Thanks for clarifying, that makes sense.
I also have no idea what I am. Maybe something in the vein of something I think Hume proposed, where you are a kind of second-order utilitarian. (You use utilitarianism to determine a set of rules of thumb, you then follow those rules of thumb instead of actually being a utilitarian.)
No part of my argument assumes that one is a utilitarian.
Apologies if I misunderstood—on re-reading it, I don’t actually see any explicit conclusions or weighting framework for decision-making based on the assertions made. I did assume you were implying some Utilitarian-like model where fish have moral weight, enough to override human preferences.
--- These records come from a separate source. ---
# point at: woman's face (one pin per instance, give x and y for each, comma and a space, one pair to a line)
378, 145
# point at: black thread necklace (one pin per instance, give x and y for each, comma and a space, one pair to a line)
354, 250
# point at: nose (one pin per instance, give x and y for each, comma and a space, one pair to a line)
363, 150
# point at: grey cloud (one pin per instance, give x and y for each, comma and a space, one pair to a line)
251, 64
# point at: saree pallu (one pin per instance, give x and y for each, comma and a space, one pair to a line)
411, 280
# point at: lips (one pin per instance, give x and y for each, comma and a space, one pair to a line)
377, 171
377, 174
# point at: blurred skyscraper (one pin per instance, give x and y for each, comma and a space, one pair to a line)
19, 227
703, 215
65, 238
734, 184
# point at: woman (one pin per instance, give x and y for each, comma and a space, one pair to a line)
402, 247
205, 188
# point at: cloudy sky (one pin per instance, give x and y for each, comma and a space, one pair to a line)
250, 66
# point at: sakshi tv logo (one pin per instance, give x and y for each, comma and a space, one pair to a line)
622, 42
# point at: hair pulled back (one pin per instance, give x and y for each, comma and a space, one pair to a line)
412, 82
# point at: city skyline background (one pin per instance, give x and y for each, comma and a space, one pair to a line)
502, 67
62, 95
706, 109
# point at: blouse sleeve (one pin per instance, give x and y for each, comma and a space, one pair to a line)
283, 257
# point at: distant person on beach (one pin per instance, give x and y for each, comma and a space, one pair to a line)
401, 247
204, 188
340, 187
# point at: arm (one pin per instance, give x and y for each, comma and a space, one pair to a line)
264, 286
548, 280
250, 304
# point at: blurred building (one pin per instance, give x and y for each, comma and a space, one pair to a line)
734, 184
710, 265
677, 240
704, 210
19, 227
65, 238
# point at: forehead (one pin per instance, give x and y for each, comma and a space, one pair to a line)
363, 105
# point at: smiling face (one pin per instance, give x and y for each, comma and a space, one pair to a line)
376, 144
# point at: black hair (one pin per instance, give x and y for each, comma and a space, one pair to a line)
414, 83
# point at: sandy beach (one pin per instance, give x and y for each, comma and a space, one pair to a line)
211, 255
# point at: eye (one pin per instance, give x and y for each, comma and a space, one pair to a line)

If that’s NOT your position, please clarify.
I challenge you to make any coherent argument for this. After a lifetime of studying brain function, I can’t justify eating factory farmed meat, because there’s no logical threshold between human brain function wrt suffering, and simpler animals. It’s on a spectrum of complexity, not a binary category.
You’re free to have whatever values you want, but not to claim consistency where it doesn’t exist. Saying you care about some suffering and not other suffering isn’t logically coherent—unless you really don’t care about any suffering, just keeping the right social loyalties. Most humans just haven’t bothered to work through a logically consistent ethical framework—they just care about what their ingroup cares about, since that is easy and pragmatically useful.
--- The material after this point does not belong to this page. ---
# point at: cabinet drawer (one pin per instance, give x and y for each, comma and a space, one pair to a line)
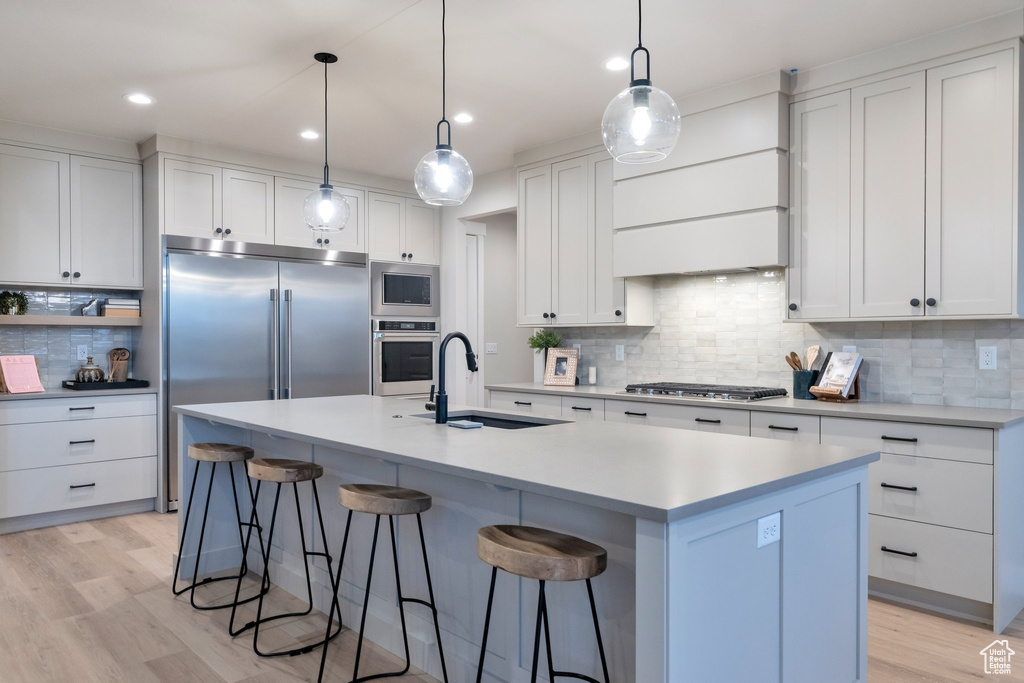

I’m not sure exactly what you want me to provide a “coherent argument for”, but I’ll take it as my decision to eat meat and fish (including factory-farmed. Including veal and foie gras. Excluding cetacians and endangered species for diversity-preservation reasons, and excluding humans, mostly for social-cost reasons, I think).
It’s quite consistent to say that I care about both pleasure/satisfaction and suffering (and other dimensions of experience), and that some pleasures outweigh some (or even most) suffering. It may mean that I’m a jerk or a utility monster, but it doesn’t mean that I’m incoherent. Note that part of my beliefs is that there a LOT of complexity which is hard to communicate, and things that may appear inconsistent to you are actually different situations to me.
It’s a complex topic, and I probably shouldn’t have jumped in on the comments section. You are of course welcome to your own preferences; I only take issue with claims of logical consistency. Fish either do or don’t suffer relative to the human suffering we care about; it’s a question of fact, not preference. It’s worth a whole post about the brain mechanisms underlying suffering. But I haven’t written that post, because alignment seems more important, and I might just put it off until the small matter of human survival is settled. I also prioritize humans drastically over other animals but I’m pretty sure my ethical behavior is logically inconsistent and only pragmatically useful.
I don’t claim to know whether fish suffer, nor really how much they suffer. I will say that I distinguish pain from suffering (in an imperfectly modeled way, but consistent with the saying “Pain is inevitable, suffering is optional”), and I’m suspicious that neurological studies I’ve seen seem to conflate the two.
The question of importance (how much weight to give such suffering) is, as you say, more important. I find it less important than the enjoyment of cheap, available seafood. You don’t have to. This is a valid difference of preference without either of us being wrong.
Why? What’s logically incoherent about it?
I care about the suffering of people, but not the suffering (or, perhaps more accurately, “suffering”) of non-people. This seems straightforward enough.
Is there some logical theorem that dictates that I should care about things other than that which I do, in fact, care about? How can there be such a thing?